Connect to servers with hosts & ports. In this case, the docker containers are running on localhost and the default ports.

In [8]:
from pymilvus import connections
import pymysql

connections.connect(host='localhost', port='19530')
conn = pymysql.connect(host='localhost', user='root', port=3306, password='123456', database='mysql',local_infile=True)
cursor = conn.cursor()

### Create Collection, Partitions, Index in Milvus

#### 1. Create Collection

Set collection name and dimension value. Create a collection with fields.
- Collection name: dna_seq
- Dimension: 768
- Fields: pk (primary keys), embedding (dna sequence embeddings)

In [10]:
import time
from pymilvus import utility, Collection, FieldSchema, DataType, CollectionSchema

time.sleep(.1)

collection_name = "dna_seq"
dim = 768

# Drop the previously stored collection for a clear run
if utility.has_collection(collection_name) == True:
    collection = Collection(collection_name)
    collection.drop()

# Set fields & schema
all_fields = [
        FieldSchema(name="pk", dtype=DataType.INT64, is_primary=True),
        FieldSchema(name="embedding", dtype=DataType.FLOAT_VECTOR, dim=dim)
        #schema.FieldSchema(name="class", dtype=DataType.STRING)
        ]
default_schema = CollectionSchema(fields=all_fields, 
                                  description="DNA recognition: kmers & vectorizer", 
                                  auto_id=False)

# Create collection
DNA_collection = Collection(name=collection_name, data=None, schema=default_schema)

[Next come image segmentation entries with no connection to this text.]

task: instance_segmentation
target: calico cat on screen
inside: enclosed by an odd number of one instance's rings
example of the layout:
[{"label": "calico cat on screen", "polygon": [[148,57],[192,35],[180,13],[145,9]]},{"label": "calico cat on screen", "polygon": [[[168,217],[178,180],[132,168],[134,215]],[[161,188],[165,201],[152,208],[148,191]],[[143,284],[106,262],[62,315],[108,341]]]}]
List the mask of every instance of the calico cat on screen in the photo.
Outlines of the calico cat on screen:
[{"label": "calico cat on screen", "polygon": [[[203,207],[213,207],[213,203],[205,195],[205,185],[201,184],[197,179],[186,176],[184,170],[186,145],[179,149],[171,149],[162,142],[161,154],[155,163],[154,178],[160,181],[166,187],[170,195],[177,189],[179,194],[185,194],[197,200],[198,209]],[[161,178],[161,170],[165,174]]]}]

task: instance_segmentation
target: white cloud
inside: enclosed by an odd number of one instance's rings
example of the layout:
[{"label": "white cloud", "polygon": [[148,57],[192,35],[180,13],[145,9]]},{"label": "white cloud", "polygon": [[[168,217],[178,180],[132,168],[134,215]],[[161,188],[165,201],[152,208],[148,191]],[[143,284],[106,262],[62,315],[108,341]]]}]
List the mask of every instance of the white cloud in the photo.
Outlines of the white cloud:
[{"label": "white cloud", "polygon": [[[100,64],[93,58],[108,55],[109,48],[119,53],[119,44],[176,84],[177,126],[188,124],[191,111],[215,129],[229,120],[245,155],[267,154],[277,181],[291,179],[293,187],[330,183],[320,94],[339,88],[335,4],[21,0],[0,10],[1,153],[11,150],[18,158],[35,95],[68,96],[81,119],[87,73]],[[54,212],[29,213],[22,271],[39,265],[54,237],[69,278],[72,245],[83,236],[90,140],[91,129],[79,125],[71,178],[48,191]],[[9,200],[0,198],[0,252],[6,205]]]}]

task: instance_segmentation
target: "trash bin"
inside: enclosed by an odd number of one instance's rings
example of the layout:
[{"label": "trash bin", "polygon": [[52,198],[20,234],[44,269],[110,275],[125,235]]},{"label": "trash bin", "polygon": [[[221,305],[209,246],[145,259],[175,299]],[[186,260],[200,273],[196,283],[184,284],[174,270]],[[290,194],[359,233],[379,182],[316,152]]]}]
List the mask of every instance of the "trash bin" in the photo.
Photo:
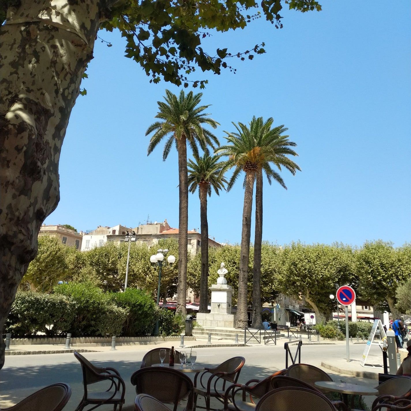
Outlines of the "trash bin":
[{"label": "trash bin", "polygon": [[185,335],[191,337],[193,335],[193,317],[187,315],[185,317]]}]

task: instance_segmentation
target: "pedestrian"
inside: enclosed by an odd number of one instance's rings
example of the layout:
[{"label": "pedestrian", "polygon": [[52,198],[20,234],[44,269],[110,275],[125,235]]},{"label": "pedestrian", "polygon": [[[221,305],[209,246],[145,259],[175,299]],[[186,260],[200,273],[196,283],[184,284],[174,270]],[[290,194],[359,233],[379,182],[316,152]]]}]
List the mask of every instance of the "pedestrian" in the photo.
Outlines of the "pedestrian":
[{"label": "pedestrian", "polygon": [[399,366],[397,375],[411,377],[411,339],[407,341],[407,351],[408,355],[404,358],[402,363]]},{"label": "pedestrian", "polygon": [[405,330],[401,317],[397,317],[397,319],[393,323],[393,330],[395,333],[397,353],[398,353],[398,349],[402,348],[402,334]]}]

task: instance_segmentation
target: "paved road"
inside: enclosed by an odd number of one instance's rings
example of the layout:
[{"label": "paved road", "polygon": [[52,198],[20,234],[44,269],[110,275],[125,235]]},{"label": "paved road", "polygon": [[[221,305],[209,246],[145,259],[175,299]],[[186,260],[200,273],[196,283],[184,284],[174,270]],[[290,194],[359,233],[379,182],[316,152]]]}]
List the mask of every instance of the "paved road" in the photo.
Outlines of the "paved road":
[{"label": "paved road", "polygon": [[[135,392],[130,383],[130,377],[139,368],[144,353],[150,348],[148,346],[145,350],[132,351],[129,349],[127,351],[88,353],[85,356],[97,366],[104,365],[114,367],[119,371],[126,383],[126,404],[131,405],[133,403]],[[351,358],[359,359],[364,348],[362,344],[351,345]],[[291,349],[293,352],[296,349],[294,347]],[[276,346],[212,347],[197,349],[196,351],[197,362],[205,365],[217,365],[236,355],[244,356],[245,365],[240,375],[240,382],[245,382],[252,378],[263,378],[285,366],[282,344]],[[332,361],[337,358],[345,358],[345,344],[303,345],[302,347],[302,363],[319,366],[322,361]],[[381,350],[376,345],[373,345],[371,348],[370,358],[376,363],[381,358]],[[357,382],[372,386],[376,382],[375,380],[342,377],[329,373],[335,381],[342,379],[347,382]],[[5,367],[0,370],[0,408],[15,404],[42,387],[56,382],[65,382],[70,384],[73,391],[65,409],[74,410],[83,395],[82,376],[80,364],[71,354],[7,356]]]}]

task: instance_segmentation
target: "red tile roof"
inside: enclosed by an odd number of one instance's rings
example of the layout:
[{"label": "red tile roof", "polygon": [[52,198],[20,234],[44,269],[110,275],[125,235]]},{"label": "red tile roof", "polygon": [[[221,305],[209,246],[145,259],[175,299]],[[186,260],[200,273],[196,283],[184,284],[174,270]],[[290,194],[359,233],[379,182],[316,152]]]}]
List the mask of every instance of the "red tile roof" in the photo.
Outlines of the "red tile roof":
[{"label": "red tile roof", "polygon": [[[187,234],[199,234],[198,231],[192,231],[189,230],[187,231]],[[178,229],[170,229],[169,230],[166,230],[162,231],[161,234],[178,234]]]}]

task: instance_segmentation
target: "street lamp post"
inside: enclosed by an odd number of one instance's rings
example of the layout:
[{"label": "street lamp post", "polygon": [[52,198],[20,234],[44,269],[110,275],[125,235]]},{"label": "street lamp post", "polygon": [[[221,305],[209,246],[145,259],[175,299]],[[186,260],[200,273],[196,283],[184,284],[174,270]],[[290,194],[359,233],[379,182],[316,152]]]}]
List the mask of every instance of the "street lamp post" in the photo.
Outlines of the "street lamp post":
[{"label": "street lamp post", "polygon": [[[169,252],[166,249],[162,250],[161,249],[157,250],[157,254],[154,254],[150,257],[150,262],[153,263],[157,263],[158,266],[158,287],[157,289],[157,307],[160,304],[160,286],[161,284],[161,269],[163,266],[163,260],[164,256]],[[169,255],[167,258],[167,261],[169,264],[173,264],[175,262],[175,257],[173,255]],[[155,323],[155,328],[154,329],[154,335],[158,335],[159,323],[158,319]]]},{"label": "street lamp post", "polygon": [[[127,231],[127,233],[128,232]],[[130,244],[131,243],[132,241],[136,241],[136,238],[134,231],[133,231],[132,234],[127,234],[124,238],[124,240],[123,240],[123,241],[125,242],[127,242],[129,243],[128,252],[127,253],[127,265],[126,266],[126,280],[125,282],[124,283],[125,291],[127,289],[127,282],[128,280],[128,265],[130,261]]]},{"label": "street lamp post", "polygon": [[[336,283],[335,285],[336,289],[338,290],[338,289],[339,288],[339,286],[338,285],[338,284]],[[330,299],[333,302],[335,302],[336,301],[337,302],[337,321],[338,321],[338,329],[341,331],[341,329],[339,327],[339,307],[338,300],[337,299],[336,297],[334,297],[333,294],[330,294]]]}]

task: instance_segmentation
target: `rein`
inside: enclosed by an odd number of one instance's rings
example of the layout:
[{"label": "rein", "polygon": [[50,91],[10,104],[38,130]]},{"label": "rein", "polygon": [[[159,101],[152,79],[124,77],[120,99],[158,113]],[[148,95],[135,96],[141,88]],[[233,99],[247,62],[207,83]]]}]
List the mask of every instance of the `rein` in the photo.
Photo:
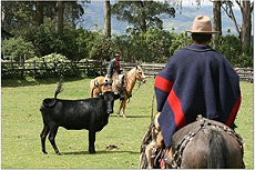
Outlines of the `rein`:
[{"label": "rein", "polygon": [[172,166],[172,168],[180,168],[181,163],[182,163],[182,154],[183,151],[186,147],[186,144],[195,137],[195,134],[201,131],[202,129],[205,129],[207,127],[214,127],[218,130],[225,131],[227,134],[234,137],[236,139],[236,141],[239,143],[242,150],[243,150],[243,139],[239,134],[237,134],[234,130],[232,130],[228,127],[225,126],[220,126],[213,122],[210,122],[208,119],[202,118],[201,116],[198,116],[197,118],[198,121],[203,121],[194,131],[187,133],[186,136],[184,136],[183,140],[181,142],[178,142],[177,144],[177,150],[174,152],[173,154],[173,160],[172,162],[170,162],[170,164]]}]

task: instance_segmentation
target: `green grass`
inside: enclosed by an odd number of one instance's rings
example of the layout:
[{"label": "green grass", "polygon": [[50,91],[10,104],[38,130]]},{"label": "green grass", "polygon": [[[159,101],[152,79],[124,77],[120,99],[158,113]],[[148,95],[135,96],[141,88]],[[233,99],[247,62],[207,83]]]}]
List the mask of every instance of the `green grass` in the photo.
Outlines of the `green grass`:
[{"label": "green grass", "polygon": [[[2,80],[2,168],[3,169],[136,169],[140,146],[150,124],[154,80],[149,80],[128,103],[128,119],[113,113],[109,124],[96,134],[95,154],[88,152],[86,130],[59,129],[57,156],[47,140],[49,154],[41,152],[42,119],[39,111],[44,98],[53,97],[57,79]],[[59,98],[80,99],[90,96],[90,79],[65,80]],[[242,82],[243,102],[236,120],[237,132],[245,141],[246,168],[253,169],[253,84]],[[115,102],[115,111],[119,101]],[[155,103],[154,103],[155,107]],[[155,112],[155,109],[154,109]],[[118,150],[108,150],[110,144]]]}]

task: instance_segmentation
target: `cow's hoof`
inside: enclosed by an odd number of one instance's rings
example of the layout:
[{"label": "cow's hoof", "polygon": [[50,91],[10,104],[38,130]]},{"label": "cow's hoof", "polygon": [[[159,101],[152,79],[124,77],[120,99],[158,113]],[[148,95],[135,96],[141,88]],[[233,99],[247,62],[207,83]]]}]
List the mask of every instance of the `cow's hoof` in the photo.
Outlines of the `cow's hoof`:
[{"label": "cow's hoof", "polygon": [[61,153],[60,153],[60,152],[55,152],[55,154],[61,156]]},{"label": "cow's hoof", "polygon": [[90,154],[94,154],[95,150],[89,150]]}]

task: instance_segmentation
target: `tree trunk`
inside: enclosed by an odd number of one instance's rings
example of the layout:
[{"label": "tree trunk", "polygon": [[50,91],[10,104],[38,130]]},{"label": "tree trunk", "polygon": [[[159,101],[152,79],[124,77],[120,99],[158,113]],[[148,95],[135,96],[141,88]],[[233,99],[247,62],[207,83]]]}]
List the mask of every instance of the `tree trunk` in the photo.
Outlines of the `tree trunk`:
[{"label": "tree trunk", "polygon": [[142,17],[141,17],[141,30],[143,32],[147,31],[147,26],[146,26],[146,13],[144,12],[144,2],[140,1],[141,8],[142,8]]},{"label": "tree trunk", "polygon": [[221,1],[213,1],[213,16],[214,16],[214,30],[220,31],[215,34],[215,47],[220,44],[220,37],[222,36],[222,13],[221,13]]},{"label": "tree trunk", "polygon": [[43,2],[35,1],[35,20],[38,26],[43,23]]},{"label": "tree trunk", "polygon": [[106,38],[111,37],[111,3],[110,0],[104,0],[105,3],[105,19],[104,19],[104,34]]},{"label": "tree trunk", "polygon": [[249,52],[252,41],[252,9],[251,1],[243,1],[242,8],[243,23],[241,31],[242,51],[244,53]]},{"label": "tree trunk", "polygon": [[55,30],[59,33],[63,32],[63,12],[64,12],[64,3],[62,0],[57,1],[57,22]]}]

# Check if collection is successfully created
if utility.has_collection(collection_name):
    print(
    "Collection is successfully created: " + collection_name)
else:
    raise Exception("Fail to create collection: " + collection_name)

Collection is successfully created: dna_seq


#### 2. Create Partitions

Create 3 partitions with proper names: human, chimp, dog

In [11]:
human_partition = DNA_collection.create_partition('human')
chimp_partition = DNA_collection.create_partition('chimp')
dog_partition = DNA_collection.create_partition('dog')

DNA_collection.partitions

[{"name": "_default", "collection_name": "dna_seq", "description": ""},
 {"name": "human", "collection_name": "dna_seq", "description": ""},
 {"name": "chimp", "collection_name": "dna_seq", "description": ""},
 {"name": "dog", "collection_name": "dna_seq", "description": ""}]

#### 3. Set Index

Set index parameters after collection is created. Here index type is IVF_SQ8 and metric type is Inner Product.

In [12]:
index_params = {
    'index_type': 'IVF_SQ8',
    'params': {'nlist': 512},
    'metric_type': 'IP'
    }

DNA_collection.create_index(field_name="embedding", index_params=index_params)

# Check if index is successfully set
if DNA_collection.has_index():
    print("Index is successfully set for collection " + collection_name)
else:
    raise Exception("Fail to set index for collection " + collection_name)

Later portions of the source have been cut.